Jumat, 20 Maret 2015

perbedaan hak tersangka & terpidana

Sebelum kita berbicara tentang hak-hak dari Tersangka / Terdakwa dan Terpidana, kita harus tahu dulu perbedaan antara seorang terdakwa dengan Terpidana.

Bahwa berdasarkan Kitab Undang-undang Hukum Acara Pidana Pasal 1, yang dimaksud dengan:

         Tersangka adalah seorang yang karena perbuatannya atau keadaannya, berdasarkan bukti permulaan patut diduga sebagai pelaku tindak pidana.

         Terdakwa adalah seorang Tersangka yang dituntut, diperiksa dan diadili di persidangan.

         Terpidana adalah seorang yang dipidana berdasarkan putusan pengadilan yang telah memperoleh kekuatan hukum tetap.

Setelah kita mengetahui difinisi dari masing-masing status seseorang barulah kita dapat berbicara tentang hak-haknya didalam melakukan proses hukum yang berlaku.
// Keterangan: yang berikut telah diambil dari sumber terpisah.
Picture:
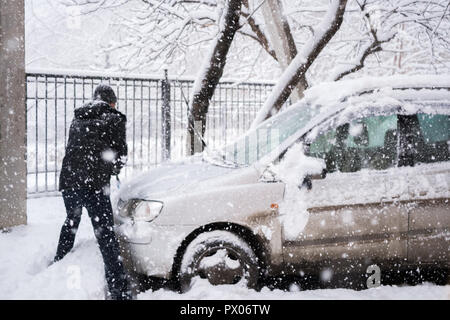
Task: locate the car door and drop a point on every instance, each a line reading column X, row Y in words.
column 352, row 216
column 425, row 146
v      HAK-HAK TERSANGKA / TERDAKWA, ADALAH SEBAGAI BERIKUT :  

1. Dalam Proses Penangkapan

1)        Bahwa seseorang ditangkap harus ada bukti permulaan yang cukup / alasan kenapa seseorang tersebut ditangkap.
2)        Pada saat ditangkap, yang berhak melakukan penangkapan hanyalah :
a.      Penyidik yaitu :
         Pejabat polisi Negara RI yang minimal berpangkat inspektur Dua (Ipda).
         Pejabat pegawai negeri sipil yang diberi wewenang khusus UU, yang sekurang-kurangnya berpangkat Pengatur Muda Tingkat I (Golongan II/b atau yang disamakan dengan itu).
b.      Penyidik pembantu, yaitu :
         Pejabat kepolisian Negara RI dengan pangkat minimal brigadier dua (Bripda).
         Pejabat pegawai negeri sipil di lingkungan kepolisian Negara RIyang minimal berpangkat Pengatur Muda (Golongan II/a atau yang disamakan dengan itu).
3)  Pada saat seseorang ditangkap dia dapat melakukan :
         Meminta surat tugas dari petugas kepolisian yang akan menangkap anda.
         Meminta surat perintah penangkapannya.
         Teliti surat perintahnya, mengenai identitasnya, alasan pengkapan, dan tempat diperiksa.
4)  Setelah sesorang ditangkap maka dia berhak untuk melakukan :
         Menghubungi dan didampingi oleh seorang penasehat hukum/pengacara.
         Segera diperiksa oleh penyidik dan selanjutnya dapat diajukan kepada penuntut umum.
         Minta untuk dilepaskan setelah lewat dari 1 X 24 jam.
         Diperiksa tanpa tekanan seperti ; intimidasi, ditaku-takuti dan disiksa secara fisik.

2. Dalam Proses Penahanan

Hak-hak anda jika ditahan, antara lain adalah :
1)    Menghubungi dan didampingi pengacara.
2)    Segera diperiksa oleh penyidik setelah 1 hari ditahan.
3)    Menghubungi dan menerima kunjungan pihak keluarga atau orang lain untuk kepentingan penangguhan penahanan atau usaha mendapat bantuan hukum.
4)    Meminta atau mengajukan pengguhan penahanan.
5)    Menghubungi atau menerima kunjungan dokter pribadinya untuk kepentingan kesehatan.
6)    Menghubungi atau menerima kunjungan sanak keluarga.
7)    Mengirim surat atau menerima surat dari penasehat hukum dan sanak keluarga tanpa diperiksa oleh penyidik/penuntut umum/hakim/pejabat rumah tahanan Negara.
8)    Menghubungi dan menerima kunjungan rohaniawan.
9)    Bebas dari tekanan seperti; diintimidasi, ditakut-takuti dan disiksa secara fisik.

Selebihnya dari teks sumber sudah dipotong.